Doing it all the hard way...

Wednesday, July 15, 2015

If it came in a can I would be first in line


Despite my confidence at telling my grandkids that all the cool things are hard, sometimes the hard things are depressingly hard. 

After a healthy recovery from the one-two-three, wait, four punches of the Leavenworth Fondo followed by the Ellensburg Fondo and then capped with the Rhonde of West Seattle and the “day after” throw down I waved the white flag and declared an out-of-sequence easy week. 

Hottie and I did some hiking on the weekend and I mixed in some volunteer trail work (using a Rogue Hoe which is among the coolest fit-for-purpose tools I’ve ever used).  I did a gravel ride and while I didn’t doddle I did not dig deep either.   Thus I completed a solid week of recovery.

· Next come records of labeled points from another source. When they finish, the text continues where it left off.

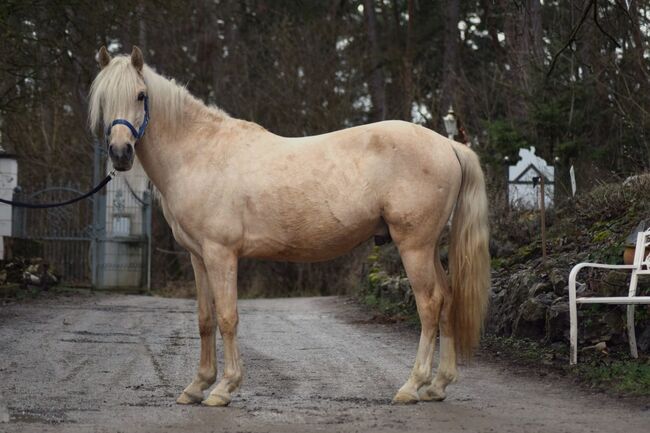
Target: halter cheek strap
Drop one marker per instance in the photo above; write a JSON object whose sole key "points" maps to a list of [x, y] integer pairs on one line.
{"points": [[137, 133]]}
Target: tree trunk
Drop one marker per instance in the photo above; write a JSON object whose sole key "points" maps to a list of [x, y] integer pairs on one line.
{"points": [[407, 63], [377, 91], [450, 57]]}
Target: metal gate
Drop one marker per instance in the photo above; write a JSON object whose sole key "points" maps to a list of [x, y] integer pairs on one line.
{"points": [[103, 241], [63, 236]]}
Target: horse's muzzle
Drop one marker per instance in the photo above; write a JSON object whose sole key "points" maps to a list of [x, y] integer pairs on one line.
{"points": [[121, 156]]}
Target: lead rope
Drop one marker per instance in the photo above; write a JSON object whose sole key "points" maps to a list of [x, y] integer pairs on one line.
{"points": [[95, 190]]}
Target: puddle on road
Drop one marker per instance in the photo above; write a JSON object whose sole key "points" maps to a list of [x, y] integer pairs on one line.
{"points": [[38, 417]]}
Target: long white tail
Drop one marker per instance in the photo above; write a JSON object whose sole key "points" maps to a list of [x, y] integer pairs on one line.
{"points": [[469, 257]]}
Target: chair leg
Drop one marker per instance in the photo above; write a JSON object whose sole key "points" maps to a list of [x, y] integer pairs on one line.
{"points": [[573, 313], [631, 336]]}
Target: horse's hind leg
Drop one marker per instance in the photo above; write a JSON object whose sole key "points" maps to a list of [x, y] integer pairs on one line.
{"points": [[207, 372], [447, 371], [221, 265], [421, 271]]}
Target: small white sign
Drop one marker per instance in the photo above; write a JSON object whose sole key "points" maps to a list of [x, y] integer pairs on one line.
{"points": [[572, 173]]}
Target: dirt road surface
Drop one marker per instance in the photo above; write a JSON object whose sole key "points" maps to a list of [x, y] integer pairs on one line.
{"points": [[116, 363]]}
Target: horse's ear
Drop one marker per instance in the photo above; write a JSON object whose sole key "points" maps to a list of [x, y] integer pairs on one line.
{"points": [[103, 58], [136, 59]]}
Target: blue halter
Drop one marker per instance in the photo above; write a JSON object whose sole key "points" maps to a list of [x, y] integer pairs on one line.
{"points": [[138, 134]]}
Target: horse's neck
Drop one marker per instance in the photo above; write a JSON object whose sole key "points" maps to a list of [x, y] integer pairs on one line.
{"points": [[161, 149], [168, 140]]}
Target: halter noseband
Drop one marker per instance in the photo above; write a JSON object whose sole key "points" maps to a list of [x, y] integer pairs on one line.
{"points": [[137, 133]]}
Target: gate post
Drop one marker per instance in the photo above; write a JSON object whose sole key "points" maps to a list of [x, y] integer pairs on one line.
{"points": [[98, 224], [146, 231]]}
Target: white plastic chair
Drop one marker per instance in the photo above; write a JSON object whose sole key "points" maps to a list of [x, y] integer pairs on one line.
{"points": [[640, 266]]}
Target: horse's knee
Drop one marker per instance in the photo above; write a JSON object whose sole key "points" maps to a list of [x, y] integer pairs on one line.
{"points": [[206, 327], [227, 322]]}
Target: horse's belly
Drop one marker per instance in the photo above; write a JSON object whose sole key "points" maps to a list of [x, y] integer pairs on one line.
{"points": [[312, 242]]}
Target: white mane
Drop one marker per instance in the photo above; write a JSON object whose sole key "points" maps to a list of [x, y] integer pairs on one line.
{"points": [[117, 84]]}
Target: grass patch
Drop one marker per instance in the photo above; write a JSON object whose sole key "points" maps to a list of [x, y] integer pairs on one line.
{"points": [[614, 373], [630, 377]]}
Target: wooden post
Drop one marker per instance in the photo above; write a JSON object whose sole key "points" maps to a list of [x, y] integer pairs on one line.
{"points": [[542, 208]]}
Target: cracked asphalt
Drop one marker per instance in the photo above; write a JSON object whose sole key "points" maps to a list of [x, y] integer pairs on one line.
{"points": [[107, 363]]}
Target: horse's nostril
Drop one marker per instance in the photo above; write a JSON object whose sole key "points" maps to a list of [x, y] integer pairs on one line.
{"points": [[129, 150]]}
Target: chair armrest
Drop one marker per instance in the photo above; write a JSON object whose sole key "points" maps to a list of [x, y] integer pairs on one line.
{"points": [[577, 268]]}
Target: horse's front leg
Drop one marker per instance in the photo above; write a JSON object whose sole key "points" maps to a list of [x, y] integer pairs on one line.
{"points": [[207, 373], [221, 265]]}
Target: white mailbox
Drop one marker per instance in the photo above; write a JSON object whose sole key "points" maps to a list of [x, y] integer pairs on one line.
{"points": [[523, 192], [8, 182]]}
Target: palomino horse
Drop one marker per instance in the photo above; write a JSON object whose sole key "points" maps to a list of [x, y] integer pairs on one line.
{"points": [[230, 189]]}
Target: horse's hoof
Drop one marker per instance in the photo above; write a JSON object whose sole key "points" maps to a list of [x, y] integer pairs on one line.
{"points": [[186, 398], [216, 400], [403, 397], [430, 393]]}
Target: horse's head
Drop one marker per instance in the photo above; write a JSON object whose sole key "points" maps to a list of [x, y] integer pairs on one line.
{"points": [[119, 101]]}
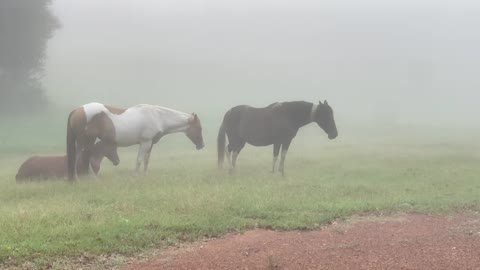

Rested and ready I returned to my training plan which naturally includes intervals. 

For illustration purposes I shall herein summarize Joe Friel’s books:
1. Make a plan with Intervals
2. You gotta do them
3. They gotta hurt
I shall now add the addendum which is the summarization from his last book aimed at older racers:
4. You gotta rest more than when you were younger

Just like losing weight or cutting the grass at a football field; it isn’t the complexity of the task that is challenging; it is the difficulty of the task that is the challenge. 

I can ride 200 miles at a low to moderate intensity and I will be tired when I’m done but at no point will I hurt as much as I do when I’m doing hard intervals.  In case you’re wondering….  If intervals aren’t hard they’re useless.  If you are willing to pay the price, you’ll be faster and able to go fast for longer.

Now that we all know the secret why don’t we all belly up to the bar and order up a heaping helping of guaranteed-to-make-you-fast intervals?  Because they hurt like hell, that’s why! 

It is absurdly easy to tell someone to eat less and do more if they want to lose weight. It is hard as hell to be hungry and also exercise when you feel tired and are starving.  Even those blessed with the rare gifts of speed or endurance will see those gifts fade as they age.  What was once easy becomes harder and harder as we age.  Whoa, kind of a downer Evo….

What does become easier as we get older is the self discipline to make a plan and stick to it.  For the cynics amongst us, I will concede there is a fine line between self discipline and being in a rut.  Never-the-less I’m calling that a benefit.

On the plus side of the equation the high intensity intervals not only boost fitness but slow down the aging process in general.  I’ve been doing intervals on a bike for thirteen years.  My max heart rate hasn’t dropped a beat over those thirteen years.  Max heart rate isn’t an end unto itself, but an indicator of good health that says that my body isn’t THAT much different now than it was when I was forty years old. 

Yes it sucks that the benchmark is a forty year old body.
Those benefits are far from my consciousness when I am cross-eyed in zone five.  My body resists going to zone five by complaining all the way there.  Once my body knows it can’t get out of it the fighting stops and I do my time in the pain cave.  I do rejoice when I get to leave. 

Despite all the knowledge of the benefits, the familiarity of the routine and even any carryover fitness it is still hard and it still hurts every time.   I am shocked by how much it hurts. The lunacy of riding down the street at six in the morning in a skin tight superhero suit at my age and station in life, hits me between the eyes.  I was doing intervals on the track in high school forty years ago.  I can’t imagine that many of my high school teammates are doing them now.  What kind of an idiot does that make me?

I guess I hope it makes me a faster idiot.